- Promotional poster
- Directed by: Aparana Hosing
- Written by: Story and Screenplay: Saurabh Choudhary Dialogue: Prathmesh Shivalkar
- Based on: Seerat by Mangala Kapoor
- Produced by: Aparana Hosing Yashna Murli Mohan Poojary Milind Phodkar
- Starring: Shivali Parab Shashank Shende Alka Kubal
- Cinematography: Arun Varma
- Edited by: Rahul Bhatankar
- Music by: Santanu Ghatak
- Production companies: Rash Production Pvt. Ltd. Fakt Ani Fakt Entertainment
- Distributed by: Sunshine Studios
- Release date: 17 January 2025;
- Country: India
- Language: Marathi

= Mangla (film) =

2025 Indian Marathi-language biographical drama film

Mangla is a 2025 Indian Marathi-language biographical drama film based on the life of acid attack survivor Dr. Mangala Kapoor. Directed and co-produced by Aparana Hosing, the film is also produced by Yashna Murli, Mohan Poojary, and Milind Phodkar under the banners of Rash Production Pvt. Ltd. and Fakt Ani Fakt Entertainment. The film features Shivali Parab in the lead role, portraying a character inspired by Kapoor, alongside Shashank Shende and Alka Kubal. The film delves into the remarkable journey of an acid attack survivor who overcame adversity, shedding light on her struggles during a time when no laws existed to address acid attacks.
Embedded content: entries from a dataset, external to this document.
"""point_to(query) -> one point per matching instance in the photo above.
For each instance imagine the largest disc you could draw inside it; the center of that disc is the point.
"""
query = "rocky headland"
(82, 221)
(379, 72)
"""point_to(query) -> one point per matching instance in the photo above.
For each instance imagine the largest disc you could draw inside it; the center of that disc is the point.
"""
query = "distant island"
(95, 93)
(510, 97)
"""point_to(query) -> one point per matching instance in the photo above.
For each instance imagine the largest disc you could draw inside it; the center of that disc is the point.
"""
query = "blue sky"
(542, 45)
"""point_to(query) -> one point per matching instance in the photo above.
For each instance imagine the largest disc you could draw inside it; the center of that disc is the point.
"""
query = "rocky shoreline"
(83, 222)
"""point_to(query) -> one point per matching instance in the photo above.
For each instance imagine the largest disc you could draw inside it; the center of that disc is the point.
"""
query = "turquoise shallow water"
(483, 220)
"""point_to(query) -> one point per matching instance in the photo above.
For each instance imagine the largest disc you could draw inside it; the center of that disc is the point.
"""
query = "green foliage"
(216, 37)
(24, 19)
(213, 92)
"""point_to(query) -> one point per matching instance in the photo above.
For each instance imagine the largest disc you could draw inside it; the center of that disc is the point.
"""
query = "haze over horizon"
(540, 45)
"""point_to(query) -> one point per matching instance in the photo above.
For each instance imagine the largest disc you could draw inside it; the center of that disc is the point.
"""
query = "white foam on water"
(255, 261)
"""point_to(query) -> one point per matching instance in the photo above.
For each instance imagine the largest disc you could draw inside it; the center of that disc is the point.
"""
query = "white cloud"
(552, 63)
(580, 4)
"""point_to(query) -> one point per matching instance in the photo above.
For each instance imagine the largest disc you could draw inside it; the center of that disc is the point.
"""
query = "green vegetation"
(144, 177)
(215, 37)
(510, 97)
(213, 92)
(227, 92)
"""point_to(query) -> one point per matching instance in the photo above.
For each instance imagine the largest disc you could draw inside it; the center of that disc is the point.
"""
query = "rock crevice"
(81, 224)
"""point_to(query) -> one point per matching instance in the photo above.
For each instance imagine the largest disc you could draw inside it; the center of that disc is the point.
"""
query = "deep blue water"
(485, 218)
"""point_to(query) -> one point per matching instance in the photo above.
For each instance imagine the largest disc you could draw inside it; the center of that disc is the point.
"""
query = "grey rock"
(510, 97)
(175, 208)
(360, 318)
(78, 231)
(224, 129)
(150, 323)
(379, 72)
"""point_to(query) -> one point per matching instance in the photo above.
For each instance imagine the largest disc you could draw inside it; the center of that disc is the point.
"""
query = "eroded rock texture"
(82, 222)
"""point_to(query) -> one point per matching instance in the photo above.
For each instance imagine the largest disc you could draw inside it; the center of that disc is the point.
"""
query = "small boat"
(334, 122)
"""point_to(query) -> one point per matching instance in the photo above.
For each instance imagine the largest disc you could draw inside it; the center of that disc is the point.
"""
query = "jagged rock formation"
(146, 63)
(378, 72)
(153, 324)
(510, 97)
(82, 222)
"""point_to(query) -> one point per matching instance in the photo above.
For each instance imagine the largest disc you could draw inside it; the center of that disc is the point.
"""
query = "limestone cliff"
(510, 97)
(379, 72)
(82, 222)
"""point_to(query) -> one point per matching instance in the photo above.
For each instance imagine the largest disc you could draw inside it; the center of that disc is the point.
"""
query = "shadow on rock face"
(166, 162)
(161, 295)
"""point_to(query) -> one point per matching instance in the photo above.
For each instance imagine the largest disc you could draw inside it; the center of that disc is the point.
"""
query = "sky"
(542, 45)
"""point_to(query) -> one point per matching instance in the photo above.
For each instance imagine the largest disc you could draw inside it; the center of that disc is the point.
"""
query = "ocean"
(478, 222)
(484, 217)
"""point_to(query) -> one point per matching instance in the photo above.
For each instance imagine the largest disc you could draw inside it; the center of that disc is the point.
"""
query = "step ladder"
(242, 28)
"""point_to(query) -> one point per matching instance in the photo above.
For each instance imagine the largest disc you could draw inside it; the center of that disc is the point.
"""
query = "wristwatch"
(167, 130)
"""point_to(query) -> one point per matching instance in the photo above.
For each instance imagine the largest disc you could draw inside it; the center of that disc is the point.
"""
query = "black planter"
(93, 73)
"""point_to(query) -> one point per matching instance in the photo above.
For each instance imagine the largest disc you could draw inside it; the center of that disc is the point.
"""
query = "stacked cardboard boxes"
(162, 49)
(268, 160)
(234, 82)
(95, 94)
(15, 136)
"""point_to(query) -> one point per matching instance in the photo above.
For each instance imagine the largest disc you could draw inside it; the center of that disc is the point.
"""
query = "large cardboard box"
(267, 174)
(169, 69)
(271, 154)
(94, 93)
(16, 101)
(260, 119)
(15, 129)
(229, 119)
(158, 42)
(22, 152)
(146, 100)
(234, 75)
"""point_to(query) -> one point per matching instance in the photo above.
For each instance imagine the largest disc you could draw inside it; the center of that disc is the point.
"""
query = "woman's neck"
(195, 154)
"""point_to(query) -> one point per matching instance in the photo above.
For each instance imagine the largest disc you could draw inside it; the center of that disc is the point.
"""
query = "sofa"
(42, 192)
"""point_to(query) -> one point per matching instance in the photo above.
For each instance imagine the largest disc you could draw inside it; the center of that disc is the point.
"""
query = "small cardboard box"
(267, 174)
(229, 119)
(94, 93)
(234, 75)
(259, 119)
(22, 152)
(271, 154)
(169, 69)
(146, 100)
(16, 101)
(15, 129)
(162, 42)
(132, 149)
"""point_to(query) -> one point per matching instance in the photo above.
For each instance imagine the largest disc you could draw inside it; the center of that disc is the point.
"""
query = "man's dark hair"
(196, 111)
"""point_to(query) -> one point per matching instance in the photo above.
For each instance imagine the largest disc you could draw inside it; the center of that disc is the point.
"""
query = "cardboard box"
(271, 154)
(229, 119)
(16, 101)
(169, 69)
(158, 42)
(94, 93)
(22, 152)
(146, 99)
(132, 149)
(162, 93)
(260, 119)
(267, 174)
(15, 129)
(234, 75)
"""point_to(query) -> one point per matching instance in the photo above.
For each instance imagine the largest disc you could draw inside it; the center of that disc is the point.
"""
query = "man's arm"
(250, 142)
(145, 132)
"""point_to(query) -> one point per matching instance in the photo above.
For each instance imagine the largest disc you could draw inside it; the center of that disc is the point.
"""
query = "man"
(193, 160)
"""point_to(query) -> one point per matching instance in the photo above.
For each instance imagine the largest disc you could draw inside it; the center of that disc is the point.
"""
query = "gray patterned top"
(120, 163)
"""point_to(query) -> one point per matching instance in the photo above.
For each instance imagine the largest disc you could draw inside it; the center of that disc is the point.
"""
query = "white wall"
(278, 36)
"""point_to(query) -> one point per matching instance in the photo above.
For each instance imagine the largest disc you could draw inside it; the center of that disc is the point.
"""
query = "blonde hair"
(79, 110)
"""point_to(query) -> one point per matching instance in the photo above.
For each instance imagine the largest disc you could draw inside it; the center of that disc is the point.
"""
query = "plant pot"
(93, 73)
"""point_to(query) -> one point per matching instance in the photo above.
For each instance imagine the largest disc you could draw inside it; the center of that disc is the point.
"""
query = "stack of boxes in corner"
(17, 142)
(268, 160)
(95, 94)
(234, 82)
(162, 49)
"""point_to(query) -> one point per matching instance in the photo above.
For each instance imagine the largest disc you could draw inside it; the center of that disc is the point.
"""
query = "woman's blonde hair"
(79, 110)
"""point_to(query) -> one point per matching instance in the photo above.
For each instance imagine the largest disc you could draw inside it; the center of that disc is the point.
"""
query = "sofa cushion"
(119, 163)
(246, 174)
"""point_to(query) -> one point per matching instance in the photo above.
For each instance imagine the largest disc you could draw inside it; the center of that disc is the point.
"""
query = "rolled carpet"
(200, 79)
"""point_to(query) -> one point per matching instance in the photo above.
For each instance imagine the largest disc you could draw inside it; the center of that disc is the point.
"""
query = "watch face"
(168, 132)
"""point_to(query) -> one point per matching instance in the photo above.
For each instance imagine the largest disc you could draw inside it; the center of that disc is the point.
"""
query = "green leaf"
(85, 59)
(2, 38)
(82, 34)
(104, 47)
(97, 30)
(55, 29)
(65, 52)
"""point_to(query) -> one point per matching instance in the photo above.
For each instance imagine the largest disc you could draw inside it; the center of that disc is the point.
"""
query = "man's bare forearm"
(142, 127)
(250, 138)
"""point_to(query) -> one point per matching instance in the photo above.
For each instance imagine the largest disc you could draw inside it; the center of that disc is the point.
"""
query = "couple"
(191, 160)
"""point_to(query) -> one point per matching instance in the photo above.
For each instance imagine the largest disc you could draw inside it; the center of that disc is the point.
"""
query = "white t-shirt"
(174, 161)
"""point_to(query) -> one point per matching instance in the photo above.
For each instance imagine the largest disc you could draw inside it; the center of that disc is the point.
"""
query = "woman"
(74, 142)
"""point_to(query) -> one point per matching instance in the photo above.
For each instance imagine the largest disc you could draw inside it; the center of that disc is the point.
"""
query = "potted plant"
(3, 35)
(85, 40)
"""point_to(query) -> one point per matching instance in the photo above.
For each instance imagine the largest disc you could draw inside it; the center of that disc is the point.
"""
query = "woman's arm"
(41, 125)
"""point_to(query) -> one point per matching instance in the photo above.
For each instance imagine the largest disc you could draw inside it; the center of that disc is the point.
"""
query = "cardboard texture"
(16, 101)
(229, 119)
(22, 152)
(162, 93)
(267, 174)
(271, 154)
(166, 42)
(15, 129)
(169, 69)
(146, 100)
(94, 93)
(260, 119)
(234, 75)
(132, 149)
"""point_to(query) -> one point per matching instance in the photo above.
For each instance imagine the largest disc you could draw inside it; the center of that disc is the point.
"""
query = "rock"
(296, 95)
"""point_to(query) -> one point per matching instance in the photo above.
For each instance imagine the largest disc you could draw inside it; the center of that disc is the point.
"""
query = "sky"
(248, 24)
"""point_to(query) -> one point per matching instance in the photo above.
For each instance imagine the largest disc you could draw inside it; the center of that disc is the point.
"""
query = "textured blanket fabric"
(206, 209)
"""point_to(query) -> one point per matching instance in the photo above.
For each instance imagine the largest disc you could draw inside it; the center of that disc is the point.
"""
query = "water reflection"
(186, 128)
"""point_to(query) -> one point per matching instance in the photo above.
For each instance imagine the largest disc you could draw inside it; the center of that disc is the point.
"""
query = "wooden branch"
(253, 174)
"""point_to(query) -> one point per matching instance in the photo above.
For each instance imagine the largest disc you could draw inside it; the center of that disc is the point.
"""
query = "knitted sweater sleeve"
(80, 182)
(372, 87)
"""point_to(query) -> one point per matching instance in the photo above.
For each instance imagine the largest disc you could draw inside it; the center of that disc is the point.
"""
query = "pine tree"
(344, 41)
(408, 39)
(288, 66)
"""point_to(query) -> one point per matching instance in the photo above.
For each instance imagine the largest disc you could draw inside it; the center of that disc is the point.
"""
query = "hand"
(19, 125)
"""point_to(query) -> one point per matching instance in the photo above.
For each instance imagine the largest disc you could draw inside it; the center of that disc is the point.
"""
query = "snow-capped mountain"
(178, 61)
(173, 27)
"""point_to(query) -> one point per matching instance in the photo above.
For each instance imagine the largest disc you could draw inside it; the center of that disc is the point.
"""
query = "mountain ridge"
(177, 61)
The film was theatrically released on 17 January 2025. Upon release, it received critical acclaim for its performances, writing, and music.

== Plot ==
Set in 1975, the film tells the inspiring story of a woman who, after surviving a brutal acid attack, refuses to be defined by society's rejection and instead pursues her passion for music. Despite facing challenges in education and employment due to her disfigured face, Mangla's unwavering dedication to classical music drives her to earn a PhD and become a respected music teacher. Her powerful voice, often compared to that of Lata Mangeshkar, helps her rise above the prejudice she encounters. Mangla's journey is a profound testament to the strength of the human spirit, proving that true beauty lies in resilience and talent.

== Cast ==

- Shivali Parab as Mangla Deshpande
- Shashank Shende as Mukund Deshpande
- Alka Kubal as Suhasini Deshpande
- Adit Bhilare as Kailash
- Vishal Rathod
- Sanjeev Kumar Patil as Manohar
- Neeil Rajurikar as Shankar
- Sarika Jadhav as professor
- Vaishnavi Sanas as professor's daughter

== Production ==
The film was officially announced in July 2024 with a poster featuring a girl seen from behind, along with a tanpura, a traditional musical instrument.

== Release and reception ==
On 8 September 2024, the team unveiled the film's poster featuring Shivali Parab at Lalbaugcha Raja in Mumbai. Initially, the film was set to release on 10 January 2025, coinciding with the release of Subodh Bhave's Sangeet Manpamaan, but the release date was later postponed to 17 January 2025, a week later.

=== Critical response ===
Kalpeshraj Kubal, a critic from Maharashtra Times, gave Mangala 3 out of 5 stars, praising the film overall. He said, "Films that inspire us to see life from a new perspective deserve to be experienced, and Mangala is undoubtedly one of them." Santosh Bhingarde of Sakal highlighted the performances, music, and writing as the film's strongest aspects and wrote, "Although there are some flaws in this film, it is better to ignore it considering this serious incident."